第26話 絶望をしたときに期待されているもの(7)

 みなもと火の神は、東門仙のところにいた。


「東門仙、お主の言葉が現実となったの。小さき闇が少しずつ大きな闇を迎えようとしておる」

「はい。いっそうのこと『役立たずな戯れ言』と笑い飛ばしてもらえる結果であれば良かったと考えています」


 東門仙は、みなもと火の神に詫びるように言った。


「お主が気にとめることではない。ただ、お主が申しておった、儂らが知っておるものとは死神であろう」

「はい」


 東門仙は二柱に頷いた。


「正直なところ、死神がいったい何をしようとしているのかは、儂には分からぬ。ただ、人の御霊を刈っておきながら、再び元に戻すよう仕組んだことは読めておる。その目的も何となくじゃが、儂も火の神にも想像はついておる。問題は、そのあと……それこそが大きな闇なのであろう」


 みなもは、東門仙に先を確かめるために聞いた。東門仙は、黒き瞳を大きくして答えた。


「大きな闇はそこに繋がります。死神がことを起こすのはその闇と対峙するため。ただ、その理由や闇が何であるか今は分かりませぬ」

「いや、それだけ分かればいまは十分じゃ。ときに、儂と火の神は、その死神が刈った御霊を取り戻そうとしておる。じゃがな、御霊はユウナミの神のもとにある。しかも、いまの儂はこうじゃ。これでは動きようがない。さては道案内もできぬわ」


 みなもは鴇色の紐が巻かれた右腕を見せた。東門仙はそれを見ると、紐に触れて感じ取れるものがないか確かめていた。


「二柱はユウナミの神の加護のもとにおありのようで……とくに日御乃光乃神には強き思い入れがあるようでなによりです」


 東門仙の言葉に火の神は詰め寄ろうとしたが、みなもがすかさず止めた。東門仙の黒い瞳にみなもが青い瞳で応える。


「おお、そうじゃ。この前の話の続きを聞きたいと近いうちに二人が挨拶に来るでな。もてなしてやってくれぬか。あっ、三人であったかのう」


 みなもは笑いながら深く礼をすると、火の神を連れて祠をあとにした。


「火の神よ、お主も分かっておろうに」

「…………」


 東門仙の言葉に一時的にも熱くなってしまった己を恥じて、「すまない」と言いたげな目をしている。みなもは背伸びをして火の神の頬に手をやった。
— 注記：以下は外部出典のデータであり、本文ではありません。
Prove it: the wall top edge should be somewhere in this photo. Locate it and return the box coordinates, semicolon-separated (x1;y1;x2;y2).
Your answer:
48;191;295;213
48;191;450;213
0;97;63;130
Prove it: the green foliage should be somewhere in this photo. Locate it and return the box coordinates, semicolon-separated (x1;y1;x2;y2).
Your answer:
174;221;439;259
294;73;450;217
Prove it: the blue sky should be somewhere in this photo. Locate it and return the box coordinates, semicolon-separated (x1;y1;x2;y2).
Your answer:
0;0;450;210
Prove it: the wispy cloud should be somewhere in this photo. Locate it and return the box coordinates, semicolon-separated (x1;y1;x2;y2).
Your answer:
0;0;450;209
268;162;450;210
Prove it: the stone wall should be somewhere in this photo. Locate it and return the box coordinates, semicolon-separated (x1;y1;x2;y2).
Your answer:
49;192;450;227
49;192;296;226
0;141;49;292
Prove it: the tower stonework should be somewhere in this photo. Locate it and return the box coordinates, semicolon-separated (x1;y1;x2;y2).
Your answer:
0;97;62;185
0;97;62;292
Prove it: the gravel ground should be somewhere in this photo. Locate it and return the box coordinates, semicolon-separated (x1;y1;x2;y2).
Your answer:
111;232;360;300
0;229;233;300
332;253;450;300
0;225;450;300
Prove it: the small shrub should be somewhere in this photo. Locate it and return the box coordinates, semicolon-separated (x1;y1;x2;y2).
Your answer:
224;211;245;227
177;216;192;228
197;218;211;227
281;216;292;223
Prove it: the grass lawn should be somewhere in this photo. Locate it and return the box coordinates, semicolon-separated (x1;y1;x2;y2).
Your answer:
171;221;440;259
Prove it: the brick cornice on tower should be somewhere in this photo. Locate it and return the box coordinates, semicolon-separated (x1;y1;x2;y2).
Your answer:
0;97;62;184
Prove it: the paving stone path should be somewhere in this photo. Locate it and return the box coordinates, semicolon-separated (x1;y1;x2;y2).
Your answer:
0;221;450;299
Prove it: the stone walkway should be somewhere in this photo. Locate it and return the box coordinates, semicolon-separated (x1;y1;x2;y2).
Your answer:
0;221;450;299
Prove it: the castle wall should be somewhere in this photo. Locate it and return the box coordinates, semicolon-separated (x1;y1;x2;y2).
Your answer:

「そう気を負うことはない。門の神は、門の神じゃ。ちゃんと分かっておる。お主がこの件を一番憂いておるのはよう分かる。じゃが、優しいお主のこと。その覚悟はよいのか」


 その言葉に火の神は深紅に瞳を輝かせ、みなもの手を取った。自らみなもの手に触れるのは初めてのことである。そのように己が行動できるのは、その覚悟のなせるものだと火の神は思った。美しく柔らかい手に触れた瞬間、火の神は自分が本当に守りたいものが何であるのか分かったように思えた。
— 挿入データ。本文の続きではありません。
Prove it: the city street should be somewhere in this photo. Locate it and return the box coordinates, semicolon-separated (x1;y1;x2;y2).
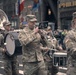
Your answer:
0;53;66;75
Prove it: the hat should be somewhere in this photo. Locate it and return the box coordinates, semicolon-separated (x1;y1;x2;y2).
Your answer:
47;26;51;30
73;12;76;19
3;22;11;26
0;25;5;30
27;14;37;22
 みなもは群青色に瞳を輝かせ、火の神と見つめ合った。


「いくときは、一緒じゃ」


 みなもは、いつものように火の神に優しい笑みを向けると、辺りを安らぎの光で包み込んでいく。ただ、火の神は今回ばかりはなぜかその笑みを素直には受とることはできなかった。


(またお前は己だけで背負おうとしておる)


 その思いがいつ燃え上がってもおかしくない火種のように、火の神の中に小さくくすぶっていた。